I’m starting to learn that although I hate networking and schmoozing and self-promoting (she says as she writes a blog about herself), some really great connections and opportunities arise when you put in the effort – and I don’t just mean sales. For example, because of all the promoting Lori and I have done for my show (Lori owns a.Muse where my work is currently exhibited), I was contacted last week by two curators who have started an interesting on-line gallery idea. The website is called Violet Strays. Here’s their current offering:
It differs from other on-line gallery sites in three important ways. Firstly, it appears to be by invitation only, meaning the quality of work shown is of a high standard – not the mixed bag you often find on other art websites. Secondly, only one artist at a time is featured on the site, much like real galleries. Each artist is given a week long exhibit, then once the week is up the work is removed and the next artist gets the full attention of each visitor. As an artist I love the space for reflection that this system promotes.
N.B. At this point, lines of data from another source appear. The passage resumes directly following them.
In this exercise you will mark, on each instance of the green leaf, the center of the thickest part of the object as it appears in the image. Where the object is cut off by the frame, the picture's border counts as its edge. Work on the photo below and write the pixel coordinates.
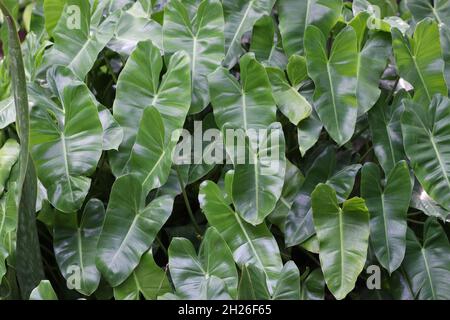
(189, 272)
(148, 278)
(293, 181)
(421, 200)
(9, 154)
(249, 244)
(52, 13)
(135, 25)
(66, 141)
(384, 121)
(291, 103)
(129, 229)
(388, 207)
(299, 223)
(151, 156)
(75, 245)
(313, 287)
(240, 16)
(44, 291)
(343, 235)
(266, 43)
(79, 51)
(308, 132)
(250, 106)
(112, 132)
(427, 265)
(253, 285)
(296, 16)
(288, 286)
(139, 87)
(436, 9)
(335, 77)
(419, 60)
(259, 180)
(372, 60)
(202, 37)
(426, 138)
This is not an art superstore whose goal is to show you as many artworks as possible in a short space of time in hopes that you’ll find one you like, and buy it. Instead the viewer is offered the chance to ponder deeply the meanings and intentions of a select few artworks, sometimes just one.
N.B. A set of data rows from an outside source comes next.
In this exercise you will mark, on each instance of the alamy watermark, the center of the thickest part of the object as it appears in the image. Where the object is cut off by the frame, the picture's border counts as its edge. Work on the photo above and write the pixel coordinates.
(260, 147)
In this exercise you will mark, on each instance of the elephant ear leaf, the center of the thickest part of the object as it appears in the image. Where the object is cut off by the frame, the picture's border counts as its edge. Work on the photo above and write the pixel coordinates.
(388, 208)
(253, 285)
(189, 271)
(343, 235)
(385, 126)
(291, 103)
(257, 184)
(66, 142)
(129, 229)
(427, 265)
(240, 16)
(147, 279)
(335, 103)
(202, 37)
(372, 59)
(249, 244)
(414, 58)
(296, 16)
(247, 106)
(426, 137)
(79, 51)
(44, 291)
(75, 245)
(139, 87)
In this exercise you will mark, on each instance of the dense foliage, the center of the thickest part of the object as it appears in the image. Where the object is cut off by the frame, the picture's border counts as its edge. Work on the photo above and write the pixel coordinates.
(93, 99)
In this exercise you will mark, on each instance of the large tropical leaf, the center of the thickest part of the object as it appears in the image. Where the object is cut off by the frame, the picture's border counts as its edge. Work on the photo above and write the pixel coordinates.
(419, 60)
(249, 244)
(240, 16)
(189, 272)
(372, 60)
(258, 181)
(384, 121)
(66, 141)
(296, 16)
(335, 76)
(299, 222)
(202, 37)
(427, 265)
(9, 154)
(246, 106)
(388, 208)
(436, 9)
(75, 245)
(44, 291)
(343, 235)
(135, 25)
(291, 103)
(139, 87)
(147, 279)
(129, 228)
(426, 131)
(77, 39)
Lastly, the intention of these curators is evidently not to make money, but to foster creativity and make connections with artists. When they approached me about creating something for the website they left it wide open. It was as though I was being dared to do something new – something I hadn’t shown the world yet. Fully bake a half-baked idea. In any medium. After working so hard to complete a body of work for the “Occupied” series this was just what I needed. A chance to go back to the drawing board and try something that didn’t have to relate to anything else I’d done. Just grab one of those random, fleeting ideas and make it real. So I think I’m going to try some stop-motion…. with drawings of bodies. Then again, maybe I’ll make a kite. Or a sculpture of a kitten. Or a massive installation that records all the creative thoughts that enter my head in one day.
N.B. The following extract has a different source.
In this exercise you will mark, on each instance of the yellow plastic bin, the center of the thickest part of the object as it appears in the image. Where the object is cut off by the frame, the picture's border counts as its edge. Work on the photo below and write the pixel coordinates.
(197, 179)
Another amazing connection that came out of this period of focused promotion was the discovery of an artist called Kirsten Stolle. She contacted me after someone sent her a link to my website (or my show, not sure which), and a brief conversation ensued. I asked for links to her website, and I fell in love immediately upon seeing her work. There are some obvious connections between our work – scientific references, and a fondness for repetition and drawing. Seeing her work has encouraged me to try to return to painting on panels instead of on sheets of polypropylene, and to experiment more with mixed-media work. I can’t wait to get to Dolby-Chadwick gallery here in SF and see her work in the flesh. I’m actually so enamored with the work that if I can afford it I’d love to buy one of her pieces, and start my collection of scientifically themed art!
So what’s the point of this post? I suppose mostly that if you put in the effort to do the stuff you don’t like (promoting yourself), the gods will sometimes reward you with new sources of inspiration. And the press is one way in which these fortuitous connections happen. If nobody knows you’re out there, they don’t even know to look for you.